Kenney to seek seat in byelection

The Canadian Press
Bill Graveland

CALGARY–Alberta’s newly-annointed conservative leader is wasting little time in pursuing his desire to go head-to-head with NDP Premier Rachel Notley.
Less than 24 hours after winning 61 percent of the vote in the fledgling United Conservative Party leadership, former federal cabinet minister Jason Kenney already has a Calgary riding in which he can try to get a seat in the legislature.
Dave Rodney, the longtime member for Calgary Lougheed, announced he would be stepping down this week to make room for the Kenney.
Rodney was the last member who served in former Premier Ralph Klein’s government.
Kenney told a news conference yesterday afternoon that it’s his responsibility to try to contest a byelection.
“There is a constitutional responsibility for the opposition to be prepared to be an alternative government and the leader needs to be there,” Kenney said.
“I look forward to my first conversation with Premier Notley,” he added.
“I’m confident she will respect the longstanding Westminster Parliamentary Convention of calling a byelection without delay when there is a party leader seeking entry to the legislature.”
Kenney said he doesn’t intend to micromanage the UCP agenda during the legislative session that begins this week.
But he also doesn’t intend to waste an opportunity to get fully involved in the political process.
Kenney said if a seat hadn’t become available, he would have been content doing the “heavy lifting” required to grow the party and recruit what he calls an “A team” of strong, diverse candidates.
Kenney said the UCP’s founding convention is scheduled for May 4-6 in Red Deer.
He isn’t worried the party will get caught off-guard by an early election call by the NDP government.
“This NDP government knows that they are living on borrowed time,” Kenney said.
“They’re ideological true believers and they value every single day they have to try to change the province and try to recreate it in their political image.
“I cannot see them voluntarily giving up a single day of power because of their ideological drive to remake Alberta in their own image,” he argued.
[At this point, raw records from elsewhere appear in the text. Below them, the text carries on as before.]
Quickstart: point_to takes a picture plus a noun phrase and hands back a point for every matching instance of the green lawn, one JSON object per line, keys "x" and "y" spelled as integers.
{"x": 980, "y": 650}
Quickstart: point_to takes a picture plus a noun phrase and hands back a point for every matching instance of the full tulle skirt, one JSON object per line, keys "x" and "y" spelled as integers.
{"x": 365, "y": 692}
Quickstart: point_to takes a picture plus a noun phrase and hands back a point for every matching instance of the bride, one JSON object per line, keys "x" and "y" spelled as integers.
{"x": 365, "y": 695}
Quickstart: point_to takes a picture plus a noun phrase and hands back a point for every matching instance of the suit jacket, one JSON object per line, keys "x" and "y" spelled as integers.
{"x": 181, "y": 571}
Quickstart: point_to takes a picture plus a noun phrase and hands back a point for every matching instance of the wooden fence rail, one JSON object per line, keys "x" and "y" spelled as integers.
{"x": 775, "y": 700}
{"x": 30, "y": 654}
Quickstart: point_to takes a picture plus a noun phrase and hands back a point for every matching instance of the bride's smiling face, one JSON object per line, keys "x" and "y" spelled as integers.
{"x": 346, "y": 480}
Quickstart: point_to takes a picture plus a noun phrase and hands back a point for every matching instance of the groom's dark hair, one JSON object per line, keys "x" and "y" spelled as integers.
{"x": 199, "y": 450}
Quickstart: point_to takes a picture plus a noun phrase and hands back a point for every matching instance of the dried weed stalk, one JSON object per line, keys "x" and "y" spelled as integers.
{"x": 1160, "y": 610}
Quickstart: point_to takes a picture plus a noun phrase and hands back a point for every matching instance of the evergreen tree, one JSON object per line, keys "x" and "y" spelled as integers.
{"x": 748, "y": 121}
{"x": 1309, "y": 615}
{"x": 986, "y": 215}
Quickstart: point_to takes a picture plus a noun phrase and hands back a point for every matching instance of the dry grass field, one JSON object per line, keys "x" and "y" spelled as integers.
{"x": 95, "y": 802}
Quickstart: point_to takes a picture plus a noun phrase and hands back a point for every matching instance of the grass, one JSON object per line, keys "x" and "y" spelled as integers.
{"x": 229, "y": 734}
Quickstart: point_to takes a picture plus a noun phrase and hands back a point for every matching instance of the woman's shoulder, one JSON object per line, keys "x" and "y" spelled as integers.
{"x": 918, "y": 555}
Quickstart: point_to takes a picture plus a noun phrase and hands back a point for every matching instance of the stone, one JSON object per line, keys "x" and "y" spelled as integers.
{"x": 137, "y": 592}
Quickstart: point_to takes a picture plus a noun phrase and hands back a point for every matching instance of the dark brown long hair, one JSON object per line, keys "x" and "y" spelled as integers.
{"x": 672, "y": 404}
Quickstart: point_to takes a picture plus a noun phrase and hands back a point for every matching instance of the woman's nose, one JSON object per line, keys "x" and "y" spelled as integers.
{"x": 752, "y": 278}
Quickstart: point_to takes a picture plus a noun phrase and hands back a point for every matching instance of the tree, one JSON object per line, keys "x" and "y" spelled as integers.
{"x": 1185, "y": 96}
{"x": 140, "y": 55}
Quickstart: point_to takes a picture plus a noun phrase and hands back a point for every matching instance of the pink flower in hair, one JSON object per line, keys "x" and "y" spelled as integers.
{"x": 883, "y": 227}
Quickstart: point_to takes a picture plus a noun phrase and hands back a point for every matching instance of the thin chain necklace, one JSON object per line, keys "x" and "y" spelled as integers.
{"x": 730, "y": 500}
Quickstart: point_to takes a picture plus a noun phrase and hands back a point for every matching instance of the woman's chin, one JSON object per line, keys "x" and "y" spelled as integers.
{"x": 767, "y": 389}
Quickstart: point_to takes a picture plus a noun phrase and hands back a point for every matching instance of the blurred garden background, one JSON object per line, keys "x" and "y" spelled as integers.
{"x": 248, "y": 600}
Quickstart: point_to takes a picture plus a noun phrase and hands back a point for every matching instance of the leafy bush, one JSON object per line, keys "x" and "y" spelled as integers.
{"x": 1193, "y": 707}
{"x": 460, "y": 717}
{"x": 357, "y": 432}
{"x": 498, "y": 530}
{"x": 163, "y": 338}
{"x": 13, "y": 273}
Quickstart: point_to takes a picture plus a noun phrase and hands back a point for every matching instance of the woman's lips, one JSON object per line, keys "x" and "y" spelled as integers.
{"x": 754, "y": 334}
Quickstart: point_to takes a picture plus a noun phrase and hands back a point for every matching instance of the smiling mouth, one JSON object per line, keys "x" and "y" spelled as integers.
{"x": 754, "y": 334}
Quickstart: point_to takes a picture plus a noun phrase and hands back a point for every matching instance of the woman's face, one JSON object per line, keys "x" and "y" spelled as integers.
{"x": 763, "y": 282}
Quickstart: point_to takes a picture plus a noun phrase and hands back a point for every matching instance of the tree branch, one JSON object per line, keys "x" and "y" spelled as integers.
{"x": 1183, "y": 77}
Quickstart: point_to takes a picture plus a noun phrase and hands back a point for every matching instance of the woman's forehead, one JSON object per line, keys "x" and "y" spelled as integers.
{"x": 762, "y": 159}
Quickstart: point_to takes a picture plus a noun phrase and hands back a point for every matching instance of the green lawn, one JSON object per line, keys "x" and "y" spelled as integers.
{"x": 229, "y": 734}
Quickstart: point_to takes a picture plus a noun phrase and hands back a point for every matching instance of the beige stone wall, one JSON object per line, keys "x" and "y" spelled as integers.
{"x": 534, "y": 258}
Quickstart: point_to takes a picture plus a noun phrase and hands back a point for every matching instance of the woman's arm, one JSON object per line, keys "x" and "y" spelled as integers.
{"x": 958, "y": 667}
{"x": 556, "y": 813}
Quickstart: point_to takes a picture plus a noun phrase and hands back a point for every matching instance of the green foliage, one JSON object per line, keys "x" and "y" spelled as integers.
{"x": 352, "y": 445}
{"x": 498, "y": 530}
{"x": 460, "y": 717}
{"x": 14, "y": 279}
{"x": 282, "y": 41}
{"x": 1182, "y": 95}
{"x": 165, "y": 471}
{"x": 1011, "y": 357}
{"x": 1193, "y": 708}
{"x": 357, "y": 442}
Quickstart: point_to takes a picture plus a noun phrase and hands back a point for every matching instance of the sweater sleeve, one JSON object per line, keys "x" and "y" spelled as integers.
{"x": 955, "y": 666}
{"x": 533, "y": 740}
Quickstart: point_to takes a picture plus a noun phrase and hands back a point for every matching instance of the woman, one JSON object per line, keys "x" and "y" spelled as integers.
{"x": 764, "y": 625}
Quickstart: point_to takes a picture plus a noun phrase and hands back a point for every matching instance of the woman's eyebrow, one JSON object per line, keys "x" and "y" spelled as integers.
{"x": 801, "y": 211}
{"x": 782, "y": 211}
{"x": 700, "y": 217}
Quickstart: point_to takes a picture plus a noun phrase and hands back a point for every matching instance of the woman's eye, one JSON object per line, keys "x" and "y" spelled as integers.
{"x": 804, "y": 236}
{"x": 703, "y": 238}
Kenney isn’t worried a lack of a party platform will hurt the UCP in his byelection or with Albertans.
He said he’s already indicated he will kill the provincial carbon tax, reduce spending, and restart the Alberta economy.
There will be no nomination meetings, other than his in Calgary Lougheed, before the founding convention next year.
Kenney said he has made it clear the UCP will not fall into the trap of taking anything for granted despite polls showing the party with a massive advantage over the NDP.
He stressed it also will remain humble after the former PC government that was defeated by the NDP in 2015 was accused of being arrogant.
“If we work hard, stay humble, and earn every vote, we will ensure this NDP government is one and done,” Kenney said.
“There is no guaranteed election outcome,” he added.
“I’m confident but we’re not going to take anything for granted.”